# Observability and human feedback collection for a RAG application using knowledge bases for Amazon bedrock.

### Context:
In the following example, we will use a `Knowledge Base for Amazon Bedrock` that you have already created and add the request and response to an `Amazon Kinesis Data Firehose`. The Amazon Firehose will then apply a transformation on the data to flatten the nested JSON and created logical partitions in the data using `call_type` variable, which will ease data usage later when you query it in a database. 

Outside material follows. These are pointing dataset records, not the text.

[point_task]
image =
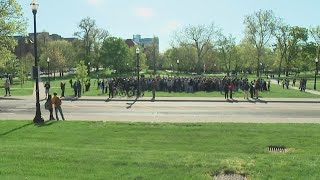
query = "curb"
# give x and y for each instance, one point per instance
(190, 100)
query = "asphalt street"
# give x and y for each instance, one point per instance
(170, 111)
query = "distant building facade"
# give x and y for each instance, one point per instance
(25, 43)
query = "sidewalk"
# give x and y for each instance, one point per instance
(273, 81)
(194, 99)
(182, 99)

The data transformation takes place using a `Transformation Lambda function` associated with the Amazon Kinesis Data Firehose. This configuration allows for data transformation without adding any latency to your application due to the transformation step. You can optionally disable the data flattening in the Amazon lambda function.

### Prerequisite
After successfully setting up the backend resources required using the provided `CloudFormation template` to gather necessary data on user requests, your custom metadata like latency, time to first token, tags, model responses, citations, and any other custom identifiers you would like to add (e.g., user_id/customer_id), you can now test if your observability architecture is working as expected and determine the latency introduced by adding this additional component to your application.

#### `Important Note`: 

##### 1. Please use your AWS configuration to fill in the `config.py` file before running the code 

##### 2: Make sure you have upgraded your boto3 version to have at least `1.34.126` version.

#### Section 1:

In the below section, we will go through the code that interacts with the Knowledge Base for Amazon Bedrock to retrieve and generate responses based on user questions. The code imports necessary libraries and modules, including the AWS SDK (boto3) and the observability custom module called `observability` that contains the `BedrockLogs` class for logging, evaluation, and observability purposes.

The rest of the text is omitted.